Les militant.e.s féministes et homosexel.le.s, revendiquent le désir, assaillent les symboles du pouvoir et provoquent la censure en faisant du corps, le leur et celui des autres, une question politique, non sans en problématiser les ambiguïtés. L’exposition fait ainsi autant la part belle aux féminités et masculinités « pré-queer » (Maria Klonaris et Katerina Thomadaki, Nil Yalter) qu’à la dérision et au désintérêt de la politique, Maud Molyneux et les Gazolines, Marie France… ou au « bloc d’abîme » (Annie Lebrun) de l’érotisme, avec les œuvres de Clovis Trouille, Pierre Molinier, Pierre Klossowski, ORLAN…
Le désenchantement, la désillusion participent aussi d’une posture festive, dépolitisée, prenant acte des échecs de la révolution prolétarienne et des « établis » (Alain Pacadis). Au Palace de Fabrice Emaer, contrepoint de l’indépendance des expériences et des luttes alternatives (« le trou des Halles ») et de la subversion des stéréotypes (Copi, Libérett’), se croisent de nombreux artistes du spectacle, du cinéma, de la mode… dans une ambiance de nouveau dandysme au moment où les attentions se focalisent sur les premières victimes du sida, sur l’exclusion périphérique, le racisme ordinaire (Marche pour l’égalité et contre le racisme) et la crise des grands ensembles (Bertrand Blier, Buffet froid) dans une esthétique no future (Jacques Monory, Peter Klasen, Gilles Aillaud…).
Le durcissement des mouvements de contestation (Action directe…), la violence des pouvoirs, la censure (L’Hebdo hara-kiri, La Cause du peuple…) et une certaine fascination agressive (Bérurier noir…), mêlant conscience de la noirceur du monde et désillusion à la rage et à la haine de soi, sont relayés par l’invention graphique et le mimétisme critique de « l’art terroriste » de Bazooka ou Elles sont de sortie, « la cruauté subversive » de Daniel Pommereulle et les productions cinématographiques radicales du collectif Zanzibar, la création du Groupe d’information sur les prisons, le foisonnement de la bande dessinée, tant chez les éditeurs (Futuropolis…) que dans les revues (Charlie mensuel, L’écho des savanes, Métal Hurlant, Ah ! Nana, La gueule ouverte…).
Durant toute la période, le pas de côté, le choix d’une autonomie individuelle ou collective accompagnent tant les impasses politiques de la contestation que le désengagement, petites annonces et volonté de non spécialisation de la presse dite « libre », dont les évolutions de Libération pourraient bien être un des parangons.
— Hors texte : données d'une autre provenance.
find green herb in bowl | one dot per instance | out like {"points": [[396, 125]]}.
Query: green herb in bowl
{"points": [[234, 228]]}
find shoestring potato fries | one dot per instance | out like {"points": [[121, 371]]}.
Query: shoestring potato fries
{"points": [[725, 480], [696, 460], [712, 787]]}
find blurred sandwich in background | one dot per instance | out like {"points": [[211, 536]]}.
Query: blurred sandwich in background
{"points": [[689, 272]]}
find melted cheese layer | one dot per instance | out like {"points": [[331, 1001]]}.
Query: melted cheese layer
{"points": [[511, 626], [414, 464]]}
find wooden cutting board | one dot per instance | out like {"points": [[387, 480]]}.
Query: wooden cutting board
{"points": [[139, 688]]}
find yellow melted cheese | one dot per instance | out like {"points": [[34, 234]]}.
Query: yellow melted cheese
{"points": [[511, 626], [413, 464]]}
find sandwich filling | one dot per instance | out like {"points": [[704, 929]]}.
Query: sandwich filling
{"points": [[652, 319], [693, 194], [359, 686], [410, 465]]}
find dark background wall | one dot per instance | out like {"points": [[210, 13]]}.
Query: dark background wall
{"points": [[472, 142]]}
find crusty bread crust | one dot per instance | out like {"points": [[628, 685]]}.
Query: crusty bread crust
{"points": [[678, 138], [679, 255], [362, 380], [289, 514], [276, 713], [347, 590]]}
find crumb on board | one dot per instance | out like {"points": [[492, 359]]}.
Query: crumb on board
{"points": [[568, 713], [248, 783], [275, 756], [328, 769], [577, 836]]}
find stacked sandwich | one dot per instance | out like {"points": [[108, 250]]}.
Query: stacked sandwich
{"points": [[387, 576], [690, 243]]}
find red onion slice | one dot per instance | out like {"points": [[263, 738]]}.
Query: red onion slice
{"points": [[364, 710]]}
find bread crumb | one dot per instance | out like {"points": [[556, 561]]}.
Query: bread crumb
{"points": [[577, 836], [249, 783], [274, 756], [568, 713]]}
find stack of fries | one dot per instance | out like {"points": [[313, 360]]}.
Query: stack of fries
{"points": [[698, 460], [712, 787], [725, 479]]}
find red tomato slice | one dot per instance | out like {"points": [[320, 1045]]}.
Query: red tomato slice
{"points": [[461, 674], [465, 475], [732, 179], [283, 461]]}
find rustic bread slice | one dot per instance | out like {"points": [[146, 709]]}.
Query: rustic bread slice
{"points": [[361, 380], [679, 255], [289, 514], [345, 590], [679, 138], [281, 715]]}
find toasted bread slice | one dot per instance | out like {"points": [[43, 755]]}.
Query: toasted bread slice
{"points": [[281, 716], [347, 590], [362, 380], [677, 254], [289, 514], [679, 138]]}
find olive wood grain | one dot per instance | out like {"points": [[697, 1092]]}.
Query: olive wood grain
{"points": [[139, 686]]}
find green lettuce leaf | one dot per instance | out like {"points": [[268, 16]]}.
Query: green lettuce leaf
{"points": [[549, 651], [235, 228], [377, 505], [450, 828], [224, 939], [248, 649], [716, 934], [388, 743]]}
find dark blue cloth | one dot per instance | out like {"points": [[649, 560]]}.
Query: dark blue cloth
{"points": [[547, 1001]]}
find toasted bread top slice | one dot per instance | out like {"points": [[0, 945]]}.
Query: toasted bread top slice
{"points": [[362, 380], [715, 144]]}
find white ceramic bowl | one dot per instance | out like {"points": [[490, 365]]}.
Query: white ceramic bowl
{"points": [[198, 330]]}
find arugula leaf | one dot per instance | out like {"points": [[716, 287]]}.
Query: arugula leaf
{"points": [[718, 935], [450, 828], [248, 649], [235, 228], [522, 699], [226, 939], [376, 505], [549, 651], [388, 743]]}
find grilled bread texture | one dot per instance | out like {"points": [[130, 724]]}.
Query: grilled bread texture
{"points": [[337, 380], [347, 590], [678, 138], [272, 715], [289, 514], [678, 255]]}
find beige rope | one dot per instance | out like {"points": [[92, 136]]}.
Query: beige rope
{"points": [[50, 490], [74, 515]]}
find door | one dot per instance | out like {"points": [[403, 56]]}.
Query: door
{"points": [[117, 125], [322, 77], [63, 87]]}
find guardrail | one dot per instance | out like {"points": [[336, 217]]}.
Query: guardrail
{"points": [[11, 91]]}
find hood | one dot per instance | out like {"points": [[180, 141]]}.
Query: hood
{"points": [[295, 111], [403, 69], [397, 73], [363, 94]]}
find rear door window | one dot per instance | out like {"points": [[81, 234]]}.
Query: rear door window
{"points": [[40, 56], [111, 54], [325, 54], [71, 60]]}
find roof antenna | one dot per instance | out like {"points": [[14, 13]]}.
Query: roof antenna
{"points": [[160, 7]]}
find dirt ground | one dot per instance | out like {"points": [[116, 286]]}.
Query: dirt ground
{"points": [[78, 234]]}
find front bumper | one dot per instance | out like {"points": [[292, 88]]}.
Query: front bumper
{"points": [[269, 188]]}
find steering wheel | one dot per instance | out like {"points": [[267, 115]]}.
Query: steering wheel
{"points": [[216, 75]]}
Comme une friche aux horizons incertains où chaque acteur, chaque agitateur d’idées, retenu par la postérité – et les collections des musées – ou oublié, retrouve la prolixité de ses paroles et le tumulte de ses actions, le foisonnement des vitrines et des cimaises, remet en scène les moments et les creusets où se sont faits et défaits les affinités, les exclusions, les affects, les revendications, les renoncements, les turbulences créatrices, souvent foutraques, de tout ce que l’histoire traditionnelle de l’art et de la culture continue majoritairement d’omettre, le sexe, l’ambiguïté et l’incertitude du masculin et du féminin, la violence créatrice ou le nihilisme destructeur. Une histoire de l’art dans la marge, dans l’écart, l’histoire subjective des anti-héros et anti-héroïnes, des résistant.e.s, des dissident.e.s, des bannis et des auto-exclus qui, populaires ou non, continuent, selon notre disponibilité à les écouter, d’interroger notre horizon d’attente.